Fabian Kling

Personal information
- Date of birth: 24 July 1987 (age 37)
- Place of birth: Augsburg, West Germany
- Height: 1.92 m (6 ft 4 in)
- Position(s): Defender, midfielder

Youth career
- 2003–2005: FC Augsburg
- 2006–2008: TSV Rain/Lech
- 2008–2011: Fort Lewis Skyhawks

Senior career*
- Years: Team / Apps / (Gls)
- 2008–2011: TSV Rain/Lech / 10 / (0)
- 2012: San Antonio Scorpions / 15 / (0)
- 2013–2014: FV Illertissen / 25 / (0)
- 2013–2014: → TSV Rain/Lech (loan) / 12 / (0)
- 2015: Fort Lauderdale Strikers / 14 / (0)
- Total:  / 76 / (0)

= Fabian Kling =

German footballer (born 1987)

Fabian Kling (born 24 July 1987) is a German former professional footballer who played as a defender or midfielder.

==Career==

===College and amateur===
Kling played his college soccer at Fort Lewis College, where he amassed 86 appearances and scored 28 goals. During his time at Fort Lewis, Kling earned honors such as NSCAA Division II National Player of the Year, Defensive Most Outstanding Player of the NCAA Division II Final Four, All-NCAA Division II Final Four Team, NSCAA/Continental Tire All-America first team, Daktronics All-America first team and NSCAA All-Central Region first team in 2011, Fort Lewis Most Valuable Player, Third team NSCAA/Performance Subaru All-America, Third team Daktronics All-America, First team NSCAA/Performance Subaru All-Central Region in 2010, All-NCAA Division II Final Four Team, First team NSCAA All-Central Region, Second team Daktronics All-Central Region in 2009 and First team All-RMAC in 2008.

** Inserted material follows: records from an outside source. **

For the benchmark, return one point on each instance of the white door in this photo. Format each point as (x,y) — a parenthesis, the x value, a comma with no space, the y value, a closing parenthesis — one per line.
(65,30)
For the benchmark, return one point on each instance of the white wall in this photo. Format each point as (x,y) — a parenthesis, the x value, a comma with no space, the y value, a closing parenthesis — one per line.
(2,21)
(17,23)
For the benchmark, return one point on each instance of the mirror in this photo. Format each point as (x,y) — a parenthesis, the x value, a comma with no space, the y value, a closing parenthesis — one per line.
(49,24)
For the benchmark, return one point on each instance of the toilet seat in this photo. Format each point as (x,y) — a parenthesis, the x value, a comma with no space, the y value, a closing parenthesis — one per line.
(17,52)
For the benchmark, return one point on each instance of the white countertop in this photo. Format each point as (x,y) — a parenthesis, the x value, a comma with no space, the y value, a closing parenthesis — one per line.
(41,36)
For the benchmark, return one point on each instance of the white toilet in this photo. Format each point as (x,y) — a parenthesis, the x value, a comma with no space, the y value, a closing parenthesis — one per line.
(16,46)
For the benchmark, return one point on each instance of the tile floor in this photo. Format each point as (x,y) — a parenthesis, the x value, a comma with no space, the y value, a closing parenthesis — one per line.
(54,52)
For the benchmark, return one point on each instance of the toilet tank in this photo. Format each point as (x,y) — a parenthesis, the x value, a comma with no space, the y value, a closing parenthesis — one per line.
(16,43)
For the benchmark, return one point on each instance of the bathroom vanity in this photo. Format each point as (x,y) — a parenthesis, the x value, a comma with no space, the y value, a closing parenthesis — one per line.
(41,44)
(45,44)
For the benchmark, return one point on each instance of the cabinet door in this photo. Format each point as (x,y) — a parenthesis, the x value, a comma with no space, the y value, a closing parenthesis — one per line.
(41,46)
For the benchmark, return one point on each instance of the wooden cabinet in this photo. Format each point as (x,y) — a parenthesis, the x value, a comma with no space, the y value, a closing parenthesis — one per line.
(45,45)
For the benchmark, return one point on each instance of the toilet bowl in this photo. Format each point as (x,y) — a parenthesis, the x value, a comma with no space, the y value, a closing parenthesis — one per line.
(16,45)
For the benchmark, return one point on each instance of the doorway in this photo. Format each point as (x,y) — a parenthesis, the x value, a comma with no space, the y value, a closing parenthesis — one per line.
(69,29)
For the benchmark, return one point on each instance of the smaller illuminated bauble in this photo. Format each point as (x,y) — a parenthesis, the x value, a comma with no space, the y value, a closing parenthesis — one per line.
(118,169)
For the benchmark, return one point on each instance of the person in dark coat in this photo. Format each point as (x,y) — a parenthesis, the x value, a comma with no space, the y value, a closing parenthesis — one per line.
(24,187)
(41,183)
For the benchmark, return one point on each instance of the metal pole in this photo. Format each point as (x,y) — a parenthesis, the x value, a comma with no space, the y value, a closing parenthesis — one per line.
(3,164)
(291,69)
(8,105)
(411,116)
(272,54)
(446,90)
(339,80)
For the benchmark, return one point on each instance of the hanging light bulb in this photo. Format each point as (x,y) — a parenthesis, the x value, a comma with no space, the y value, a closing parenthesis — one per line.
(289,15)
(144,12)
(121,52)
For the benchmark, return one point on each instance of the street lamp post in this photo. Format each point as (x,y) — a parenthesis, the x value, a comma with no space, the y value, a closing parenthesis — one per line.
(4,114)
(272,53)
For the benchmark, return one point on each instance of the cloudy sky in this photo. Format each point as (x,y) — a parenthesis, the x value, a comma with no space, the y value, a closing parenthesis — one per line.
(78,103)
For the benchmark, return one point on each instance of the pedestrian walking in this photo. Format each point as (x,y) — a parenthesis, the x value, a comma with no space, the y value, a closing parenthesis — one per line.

Kling also spent time with German club TSV Rain/Lech during his summer breaks from college, who play in the Bayernliga.

===Professional===
Kling was drafted in the second round of the 2012 MLS Supplemental Draft (30th overall) by Chivas USA, but wasn't signed by the club. He also trialled with The Championship club Reading in February 2012.

Kling signed with expansion side San Antonio Scorpions of the North American Soccer League on 16 March 2012. He made his professional debut with the club on 8 April 2012 in a 0–0 draw against Atlanta Silverbacks.